Let $n$ be the total number of times the coin is tossed. Let $X$ be the random variable representing the number of heads obtained. For a fair coin, the probability of getting a head is $p = \frac{1}{2}$, and the probability of getting a tail is $1-p = \frac{1}{2}$.

The probability of getting exactly $k$ heads in $n$ tosses is: $P(X=k) = {^nC_k} \left(\frac{1}{2}\right)^k \left(\frac{1}{2}\right)^{n-k}$ Using the property $a^m \cdot a^n = a^{m+n}$, we simplify the powers of $\frac{1}{2}$: $P(X=k) = {^nC_k} \left(\frac{1}{2}\right)^{k + (n-k)} = {^nC_k} \left(\frac{1}{2}\right)^n = \frac{{^nC_k}}{2^n}$ This simplified formula will be used throughout the problem.

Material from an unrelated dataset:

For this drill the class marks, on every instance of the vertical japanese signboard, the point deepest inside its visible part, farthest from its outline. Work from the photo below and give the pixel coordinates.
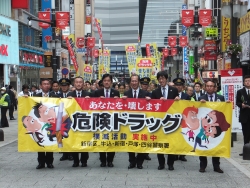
(231, 82)
(144, 66)
(131, 58)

Step 2: Use the Given Condition to Determine the Total Number of Tosses ($n$) Why this step? The problem states that the probability of getting 7 heads is equal to the probability of getting 9 heads. This condition allows us to set up an equation to solve for the unknown total number of tosses, $n$.

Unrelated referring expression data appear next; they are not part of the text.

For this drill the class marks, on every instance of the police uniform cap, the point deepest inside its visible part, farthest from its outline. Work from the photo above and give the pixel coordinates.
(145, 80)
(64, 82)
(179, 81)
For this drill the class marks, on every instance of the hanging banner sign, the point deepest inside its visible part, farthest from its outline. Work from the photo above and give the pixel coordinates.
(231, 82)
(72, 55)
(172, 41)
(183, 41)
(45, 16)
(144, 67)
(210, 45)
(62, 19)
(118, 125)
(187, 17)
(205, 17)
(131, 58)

According to the problem statement: $P(X=7) = P(X=9)$ Using our simplified formula from Step 1: $\frac{{^nC_7}}{2^n} = \frac{{^nC_9}}{2^n}$ Since $2^n$ is a positive non-zero value, we can cancel it from both sides of the equation: ${^nC_7} = {^nC_9}$ Now, we apply the combinatorial identity: if ${^nC_x} = {^nC_y}$, then either $x=y$ or $x+y=n$. Since $7 \neq 9$, we must have the second case: $n = 7 + 9$ $n = 16$ Thus, the fair coin was tossed a total of 16 times.

Step 3: Calculate the Probability of Getting 2 Heads Why this step? Now that we know the total number of tosses ($n=16$), we can answer the main question: find the probability of getting 2 heads.

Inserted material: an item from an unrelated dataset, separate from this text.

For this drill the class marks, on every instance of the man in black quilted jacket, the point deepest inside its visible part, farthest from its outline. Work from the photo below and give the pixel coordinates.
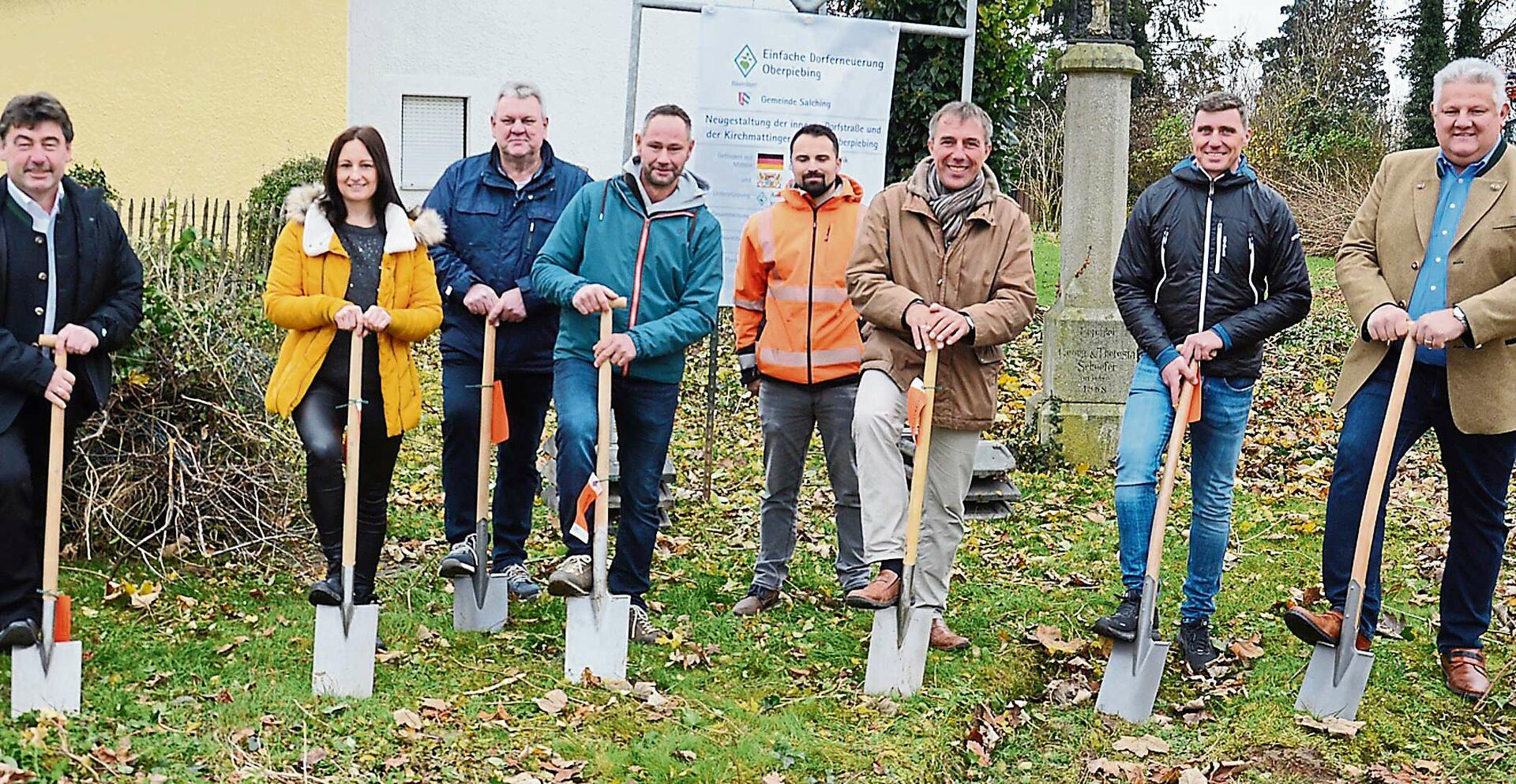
(1210, 268)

We need to calculate $P(X=2)$ with $n=16$ and $k=2$. Using the simplified formula from Step 1: $P(X=2) = \frac{{^{16}C_2}}{2^{16}}$ First, calculate the binomial coefficient ${^{16}C_2}$: ${^{16}C_2} = \frac{16!}{2!(16-2)!} = \frac{16!}{2!14!} = \frac{16 \times 15 \times 14!}{ (2 \times 1) \times 14!} = \frac{16 \times 15}{2} = 8 \times 15 = 120$ Now, substitute this value back into the probability expression: $P(X=2) = \frac{120}{2^{16}}$ To match the options, we need to simplify this fraction. We can express $120$ as a product involving powers of 2: $120 = 15 \times 8 = 15 \times 2^3$ Substitute this back into the expression: $P(X=2) = \frac{15 \times 2^3}{2^{16}}$ Using the exponent rule $\frac{a^m}{a^n} = a^{m-n}$: $P(X=2) = \frac{15}{2^{16-3}} = \frac{15}{2^{13}}$

3. Common Mistakes & Tips

• Incorrectly Applying Combinatorial Identity: A common mistake is to forget the $x+y=n$ case when ${^nC_x} = {^nC_y}$, especially when $x \neq y$. Always remember both possibilities.
• Calculation Errors with Powers of 2: Powers of 2 can grow large quickly. Be careful with calculations like $2^{16}$ and simplifying fractions by cancelling powers of 2 (e.g., $120 = 15 \times 2^3$).
• Forgetting Binomial Conditions: Always quickly check if the problem fits the binomial distribution criteria (fixed trials, two outcomes, constant probability, independence) before applying the formula.

4. Summary

We began by establishing the appropriate framework of the Binomial Probability Distribution for a fair coin, simplifying the probability formula to $P(X=k) = \frac{{^nC_k}}{2^n}$. Next, we used the given condition that the probability of getting 7 heads equals the probability of getting 9 heads. By applying the combinatorial identity ${^nC_x} = {^nC_y} \implies x+y=n$, we determined the total number of coin tosses to be $n=16$. Finally, we used this value of $n$ to calculate the probability of getting 2 heads, simplifying the result to $\frac{15}{2^{13}}$.

The final answer is $\boxed{\frac{15}{2^{13}}}$, which corresponds to option (C).